A primeira vez que tomei contato com a obra de Yasmina Reza foi com o filme “Deus da Carnificina” (2011), dirigido por Roman Polanski a partir de uma peça homônima escrita por ela. Para quem ainda não assistiu, só digo que não dá pra manter essa mácula no currículo¹. Por isso, assim que eu soube que havia um livro novo dela disponível em português, não pensei duas vezes em trazê-lo para o Culturize-se. Trata-se de “Felizes os felizes” (Editora Âyiné, 203 páginas, tradução de Mariana Delfini).

Pense em uma autora que usa e abusa da sátira para apresentar personagens por demais familiares à nossa classe média lutando contra demandas entre o cotidiano e o absurdo absoluto.

Cena da adaptação cinematográfica de “Deus da Carnificina”, dirigida pelo cineasta franco-polonês Roman Polanski | Foto: divulgação

O livro é escrito de forma episódica, uma vez que a inspiração partiu de um convite dos diretores do canal a cabo HBO estadunidense, que encomendaram à autora uma série nos moldes do filme “Cenas de um casamento”, do cineasta Ingmar Bergman. Reza reviu o filme, considerou-o uma obra-prima, mas declinou do convite. 

Porém, a semente de uma ideia começou a germinar em sua mente. O livro, aos moldes de uma série, é dividido em 21 capítulos, cada um deles dedicado a um personagem, sendo que três deles protagonizam dois capítulos. 

Essa escolha permite que cada capítulo possa ser fruído de forma independente. Porém, aos poucos, o leitor vai se familiarizando com os personagens e vendo o romance se desenrolar. 

O título faz referência a uma fala do mestre argentino Jorge Luis Borges (“Feliz os amados e os amantes que podem abrir mão do amor. Felizes os felizes”, em tradução livre da epígrafe do livro, em espanhol, para o português), mas é inevitável que a mente nos transporte para outro grande nome, León Tolstói (“Todas as famílias felizes são parecidas, cada família infeliz é infeliz ao seu próprio modo” – na tradução de Irineu Franco Perpétuo para a edição de “Anna Kariênina”, da editora 34). É pouco provável que seja mera coincidência.
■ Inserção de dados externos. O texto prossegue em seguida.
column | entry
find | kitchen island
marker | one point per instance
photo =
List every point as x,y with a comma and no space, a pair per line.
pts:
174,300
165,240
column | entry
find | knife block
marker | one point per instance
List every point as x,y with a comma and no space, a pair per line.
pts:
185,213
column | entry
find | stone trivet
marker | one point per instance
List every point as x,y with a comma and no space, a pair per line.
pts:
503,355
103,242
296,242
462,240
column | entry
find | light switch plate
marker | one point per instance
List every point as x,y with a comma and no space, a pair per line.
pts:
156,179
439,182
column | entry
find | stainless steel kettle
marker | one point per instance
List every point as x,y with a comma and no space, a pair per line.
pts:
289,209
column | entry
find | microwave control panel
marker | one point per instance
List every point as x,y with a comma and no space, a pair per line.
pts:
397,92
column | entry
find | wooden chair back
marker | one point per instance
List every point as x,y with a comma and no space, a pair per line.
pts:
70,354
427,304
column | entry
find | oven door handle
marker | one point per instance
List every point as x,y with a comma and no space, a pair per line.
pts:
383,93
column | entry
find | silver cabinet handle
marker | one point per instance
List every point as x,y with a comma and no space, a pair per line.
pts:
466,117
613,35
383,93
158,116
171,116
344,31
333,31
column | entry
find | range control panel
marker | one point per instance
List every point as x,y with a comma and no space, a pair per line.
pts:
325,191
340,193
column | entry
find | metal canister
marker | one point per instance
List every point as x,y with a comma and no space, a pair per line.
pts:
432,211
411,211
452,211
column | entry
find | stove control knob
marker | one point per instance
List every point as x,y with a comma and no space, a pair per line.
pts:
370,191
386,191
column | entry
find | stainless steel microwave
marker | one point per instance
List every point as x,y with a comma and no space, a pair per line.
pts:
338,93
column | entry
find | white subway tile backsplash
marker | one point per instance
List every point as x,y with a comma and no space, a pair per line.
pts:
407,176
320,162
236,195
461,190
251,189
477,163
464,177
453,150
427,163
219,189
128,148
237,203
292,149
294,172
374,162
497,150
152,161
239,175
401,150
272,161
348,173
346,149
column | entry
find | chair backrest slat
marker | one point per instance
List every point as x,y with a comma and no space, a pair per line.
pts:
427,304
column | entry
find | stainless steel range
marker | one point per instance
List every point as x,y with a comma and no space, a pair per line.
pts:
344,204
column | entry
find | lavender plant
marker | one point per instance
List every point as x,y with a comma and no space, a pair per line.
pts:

Sejam casados, amantes ou solteiros, cisgêneros ou não, todos estão em busca da felicidade a dois. De formas mais ou menos convencionais. Mas ainda dentro da bolha do “que seja eterno enquanto dure”.

Afinal, as únicas relações verdadeiramente íntimas entre as pessoas só se desenvolvem a dois

Yasmina Reza. “Felizes os felizes” 

No capítulo de abertura somos apresentados a Robert Toscano, um jornalista que se vê diante de uma batalha campal com a esposa no supermercado. Eles se dividem e quando voltam a se encontrar, ela lotou o carro de fast-food para as crianças, enquanto ele pegou três tipos de queijo, mas esqueceu-se apenas do gruyere, o único digno de ser apreciado pela família na visão de Odile, a esposa.

Divulgação

A briga escala de forma rápida e ganha toques de birra infantil de ambos os lados, divertindo os demais consumidores do mercado. Que atire a primeira pedra quem nunca protagonizou ou nunca assistiu a um evento desses. 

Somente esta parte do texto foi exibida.